If Thomas sounds disappointed by the commonplace attitude that says it’s okay to exploit people for profit, it’s only the Quaker showing. She doesn’t make much money off the Fair Trade items, but she says it’s an ethical sideline of goodies she can offer people who visit this off-the-beaten-path tearoom and its garden.

“The tearoom is the bread and butter for the garden,” she said. “Every cup of tea I sell pays for my seeds.”

Over the past several months Thomas has been bringing in seeds for a special garden she’s cultivating. Back in England, she worked as a horticulturalist and she’s now working on a design called New Perennial Planting Wave, a new concept to the area.

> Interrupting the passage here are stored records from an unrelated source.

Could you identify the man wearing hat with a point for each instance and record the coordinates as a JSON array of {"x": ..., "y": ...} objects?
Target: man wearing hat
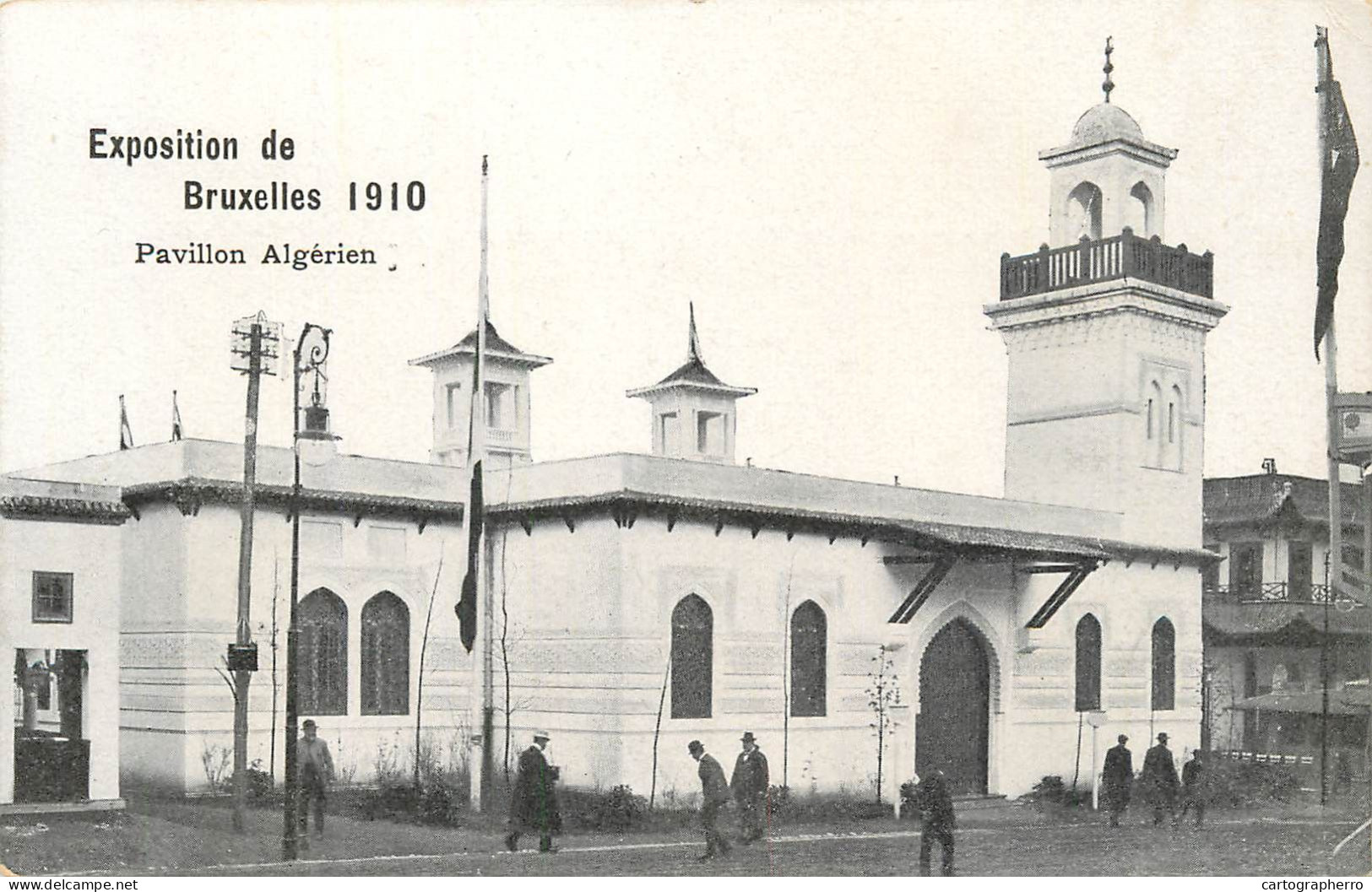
[
  {"x": 715, "y": 796},
  {"x": 316, "y": 767},
  {"x": 935, "y": 800},
  {"x": 534, "y": 797},
  {"x": 1117, "y": 778},
  {"x": 750, "y": 788},
  {"x": 1159, "y": 780}
]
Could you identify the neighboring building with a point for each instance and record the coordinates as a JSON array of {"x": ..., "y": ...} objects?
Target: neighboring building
[
  {"x": 59, "y": 624},
  {"x": 1275, "y": 637},
  {"x": 649, "y": 600}
]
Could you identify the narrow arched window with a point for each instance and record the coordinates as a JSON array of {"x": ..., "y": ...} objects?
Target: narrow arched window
[
  {"x": 1163, "y": 664},
  {"x": 1176, "y": 407},
  {"x": 1084, "y": 212},
  {"x": 693, "y": 657},
  {"x": 808, "y": 660},
  {"x": 1088, "y": 664},
  {"x": 322, "y": 651},
  {"x": 1139, "y": 212},
  {"x": 386, "y": 657}
]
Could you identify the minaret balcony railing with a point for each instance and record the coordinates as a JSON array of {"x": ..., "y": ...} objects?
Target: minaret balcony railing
[
  {"x": 1277, "y": 593},
  {"x": 1104, "y": 260}
]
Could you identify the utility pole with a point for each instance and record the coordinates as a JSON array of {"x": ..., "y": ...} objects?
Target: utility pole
[
  {"x": 256, "y": 352},
  {"x": 312, "y": 425}
]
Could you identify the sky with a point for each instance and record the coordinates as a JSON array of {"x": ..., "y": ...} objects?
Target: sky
[{"x": 832, "y": 184}]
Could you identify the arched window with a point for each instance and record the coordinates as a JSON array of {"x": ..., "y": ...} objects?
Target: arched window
[
  {"x": 1088, "y": 664},
  {"x": 1084, "y": 212},
  {"x": 808, "y": 659},
  {"x": 1163, "y": 664},
  {"x": 322, "y": 649},
  {"x": 386, "y": 657},
  {"x": 1139, "y": 213},
  {"x": 1174, "y": 445},
  {"x": 693, "y": 657}
]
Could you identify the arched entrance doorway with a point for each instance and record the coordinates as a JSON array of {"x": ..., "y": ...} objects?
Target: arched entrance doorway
[{"x": 954, "y": 708}]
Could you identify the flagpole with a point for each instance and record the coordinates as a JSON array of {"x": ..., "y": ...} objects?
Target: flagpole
[
  {"x": 475, "y": 451},
  {"x": 1324, "y": 76}
]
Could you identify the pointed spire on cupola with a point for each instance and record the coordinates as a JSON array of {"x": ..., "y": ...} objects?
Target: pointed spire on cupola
[
  {"x": 1109, "y": 84},
  {"x": 693, "y": 411},
  {"x": 693, "y": 346}
]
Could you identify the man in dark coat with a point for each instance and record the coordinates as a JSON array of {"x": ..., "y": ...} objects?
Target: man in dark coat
[
  {"x": 935, "y": 802},
  {"x": 1194, "y": 787},
  {"x": 316, "y": 767},
  {"x": 715, "y": 796},
  {"x": 534, "y": 797},
  {"x": 750, "y": 788},
  {"x": 1117, "y": 778},
  {"x": 1159, "y": 780}
]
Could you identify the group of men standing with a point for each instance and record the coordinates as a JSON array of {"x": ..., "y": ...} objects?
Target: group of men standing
[
  {"x": 1158, "y": 782},
  {"x": 748, "y": 788}
]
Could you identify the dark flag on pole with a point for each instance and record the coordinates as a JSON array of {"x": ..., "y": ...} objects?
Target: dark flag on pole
[
  {"x": 125, "y": 431},
  {"x": 475, "y": 512},
  {"x": 1337, "y": 172},
  {"x": 176, "y": 419},
  {"x": 467, "y": 605}
]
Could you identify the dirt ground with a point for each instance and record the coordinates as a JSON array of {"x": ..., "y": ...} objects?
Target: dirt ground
[{"x": 177, "y": 839}]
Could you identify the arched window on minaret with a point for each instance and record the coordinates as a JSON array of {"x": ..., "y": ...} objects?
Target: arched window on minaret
[
  {"x": 1156, "y": 430},
  {"x": 1084, "y": 210},
  {"x": 1139, "y": 214},
  {"x": 1088, "y": 664},
  {"x": 1172, "y": 446}
]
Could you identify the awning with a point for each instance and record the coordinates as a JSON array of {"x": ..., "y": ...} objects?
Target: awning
[{"x": 1342, "y": 701}]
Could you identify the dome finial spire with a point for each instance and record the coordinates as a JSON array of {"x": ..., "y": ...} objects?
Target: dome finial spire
[
  {"x": 693, "y": 339},
  {"x": 1109, "y": 84}
]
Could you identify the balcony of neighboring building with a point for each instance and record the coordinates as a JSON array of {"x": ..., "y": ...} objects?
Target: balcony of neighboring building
[{"x": 1125, "y": 256}]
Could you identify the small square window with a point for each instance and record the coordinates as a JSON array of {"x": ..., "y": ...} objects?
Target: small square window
[
  {"x": 670, "y": 433},
  {"x": 51, "y": 597},
  {"x": 454, "y": 405},
  {"x": 500, "y": 407},
  {"x": 709, "y": 434}
]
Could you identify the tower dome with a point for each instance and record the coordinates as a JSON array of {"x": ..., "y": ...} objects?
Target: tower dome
[{"x": 1104, "y": 122}]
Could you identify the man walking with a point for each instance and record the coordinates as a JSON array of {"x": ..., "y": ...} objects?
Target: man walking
[
  {"x": 935, "y": 802},
  {"x": 534, "y": 797},
  {"x": 715, "y": 795},
  {"x": 1159, "y": 780},
  {"x": 1117, "y": 778},
  {"x": 316, "y": 767},
  {"x": 750, "y": 788},
  {"x": 1194, "y": 788}
]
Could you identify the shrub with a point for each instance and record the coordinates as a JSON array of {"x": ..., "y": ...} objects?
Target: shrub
[
  {"x": 616, "y": 810},
  {"x": 1054, "y": 792},
  {"x": 259, "y": 782},
  {"x": 1240, "y": 784},
  {"x": 819, "y": 807},
  {"x": 441, "y": 797},
  {"x": 910, "y": 800}
]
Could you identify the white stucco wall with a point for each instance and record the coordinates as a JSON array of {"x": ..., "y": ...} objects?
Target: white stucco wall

The plan is to use native plants and create a natural retreat. Unlike traditional plans that work around colour, this garden starts with structure, form, and texture and then chooses colors.

“It’s not plunk planting,” she said. “That doesn’t tell a story. This garden will tell a story.”

England’s winter is too mild for this, she said only the cold climate here can push the plants to reach their greatest potential.

If these plants don’t rest, they’ll burn themselves out by blooming all the time, she explained. The garden will remind us about the beauty of nature and it will unfold gracefully without anyone forcing it.

“These plants will be just as remarkable in their deaths as they are in life,” she said. “Every season will tell it’s own story.”

The notion of planting a garden that goes to sleep in the winter is ironic, given that one of Thomas’s most memorable jobs was helping to wake up one of England’s most famous Victorian gardens. She was one of horticulturists brought in to restore the Lost Gardens of Heligan, in Cornwall.

“It was a garden that went to sleep for nearly 100 years,” she said. Once a family estate with a spectacular Victorian garden tended by 22 gardeners, it fell to ruin in the years following the First World War.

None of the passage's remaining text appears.